Much of what I have learned in life, I learned on an island, located in the Bay of Fundy off the coasts of New Brunswick and Maine. The culture of the island had hints of the New England accent (car=caw, park=pawk), dulse was something you ate, “right mighty” was almost a sentence, and basketball, not hockey was the main sport (although I hear that might be changing). It is a hidden treasure of beauty, exploration, wildlife, and culture that you will not find elsewhere in all of Canada, or the world for that matter, unless you happen to stumble across a Grand Manan-er!
When I moved to Seal Cove, Grand Manan in the summer of 1990, I quickly learned that I was “from away” and I had not yet inherited the title of a homegrown Grand Manan-er. This was culture shock number one of many more to come.
Grand Manan was a great place to live and to spend my High school years meeting life long friends and learning a work ethic from fishermen that is second to none. I still remember my first time out on my friend Nathan’s dad’s lobster boat (The Diver’s Den as I recall) on the second day of lobster season (November), I wasn’t sure what to expect, and it sure wasn’t what I expected!
There were 30-40 foot swells out on the ocean that there day (my hand at Grand Manan-ese), where you could see the mast of a boat one second, and then the next it was gone…did I mention that I was “from away“? Banding lobsters is one thing, but banding lobsters on these rough waters in the Bay of Fundy was a whole new experience altogether! Needless to say, Nathan’s dad gracefully brought me back into shore so I could “recover” from my seasickness. I learned fairly soon in my lobster career that I was a land lover!

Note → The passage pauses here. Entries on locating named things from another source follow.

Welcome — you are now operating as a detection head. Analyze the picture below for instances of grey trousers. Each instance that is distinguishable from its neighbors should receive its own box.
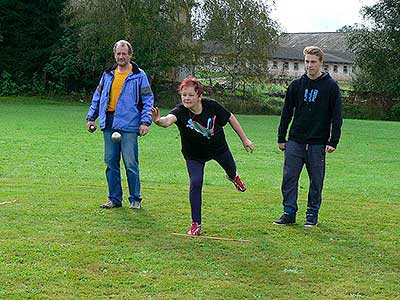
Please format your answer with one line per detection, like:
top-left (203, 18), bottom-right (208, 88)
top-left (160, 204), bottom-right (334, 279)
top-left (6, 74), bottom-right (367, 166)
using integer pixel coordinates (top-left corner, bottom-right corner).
top-left (282, 141), bottom-right (325, 214)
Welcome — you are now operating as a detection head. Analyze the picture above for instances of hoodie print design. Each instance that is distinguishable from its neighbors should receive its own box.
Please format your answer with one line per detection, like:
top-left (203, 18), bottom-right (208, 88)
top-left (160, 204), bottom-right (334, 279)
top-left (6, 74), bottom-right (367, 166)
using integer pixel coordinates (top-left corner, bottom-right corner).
top-left (186, 115), bottom-right (217, 139)
top-left (304, 89), bottom-right (318, 103)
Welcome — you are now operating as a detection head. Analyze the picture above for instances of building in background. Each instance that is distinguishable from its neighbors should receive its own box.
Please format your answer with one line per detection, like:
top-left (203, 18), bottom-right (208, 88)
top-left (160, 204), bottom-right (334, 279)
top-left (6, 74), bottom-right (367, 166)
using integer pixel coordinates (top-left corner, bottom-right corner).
top-left (268, 32), bottom-right (353, 81)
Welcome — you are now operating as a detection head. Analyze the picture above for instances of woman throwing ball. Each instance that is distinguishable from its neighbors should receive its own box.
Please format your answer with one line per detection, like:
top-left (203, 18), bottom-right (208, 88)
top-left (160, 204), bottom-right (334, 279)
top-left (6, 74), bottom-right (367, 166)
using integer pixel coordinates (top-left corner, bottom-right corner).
top-left (151, 77), bottom-right (254, 235)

So being the land lover I was, I worked for Benson Lobster/Helshiron Fisheries in Seal Cove for the remainder of my time as a Grand Manan-er. I learned that living by the code of the sea is not just for those out in the boats, it takes a community working together to get the lobster from the ocean to the supper table.
Being a Seal Cova (someone from Seal Cove), which by the way is the best village on Grand Manan Island, don’t let anyone tell you different! Especially if his name is Chad Morse! *Side Note: (Seal Cove is known to be foggy from time to time, sometimes you may not see the village for days or weeks at a time!)

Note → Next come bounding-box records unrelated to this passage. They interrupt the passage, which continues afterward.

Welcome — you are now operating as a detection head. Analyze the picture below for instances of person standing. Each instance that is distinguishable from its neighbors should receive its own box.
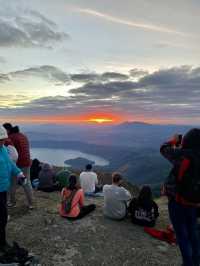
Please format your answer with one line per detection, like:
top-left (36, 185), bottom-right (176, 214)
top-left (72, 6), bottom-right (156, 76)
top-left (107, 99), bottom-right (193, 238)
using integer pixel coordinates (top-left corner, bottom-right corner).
top-left (3, 123), bottom-right (33, 209)
top-left (0, 126), bottom-right (25, 251)
top-left (103, 173), bottom-right (131, 220)
top-left (160, 128), bottom-right (200, 266)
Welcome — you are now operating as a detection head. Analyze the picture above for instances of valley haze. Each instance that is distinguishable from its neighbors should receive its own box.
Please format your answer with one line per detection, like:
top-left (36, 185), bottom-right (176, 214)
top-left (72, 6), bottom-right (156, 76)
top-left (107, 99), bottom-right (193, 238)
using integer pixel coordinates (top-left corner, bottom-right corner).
top-left (22, 122), bottom-right (191, 187)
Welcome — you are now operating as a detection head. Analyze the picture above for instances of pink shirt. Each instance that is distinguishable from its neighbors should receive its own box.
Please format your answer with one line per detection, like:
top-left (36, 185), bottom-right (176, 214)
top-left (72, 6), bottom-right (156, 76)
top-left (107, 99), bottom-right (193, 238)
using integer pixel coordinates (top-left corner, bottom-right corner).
top-left (59, 188), bottom-right (84, 217)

I have to say that the thing I learned the most while spending my High School years on Grand Manan is this- Grand Manan-ers are one of the closest knit people I have ever met. If a person or family was experiencing a difficult time, you could be sure that there was a community of support to help you get through. I am sure as it was then, it is still today- that is how Grand Manan-ers are!
Even now as I am “from away” again, there is a bond I hold with the people I came to know on this beautiful Island I was fortunate to grow up on. Even now as I remember the last time I was on Grand Manan, when I was heading back to the main land the man at the ferry terminal gave me the Grand Manan rate, I knew then that in fact I was a Grand Manan-er!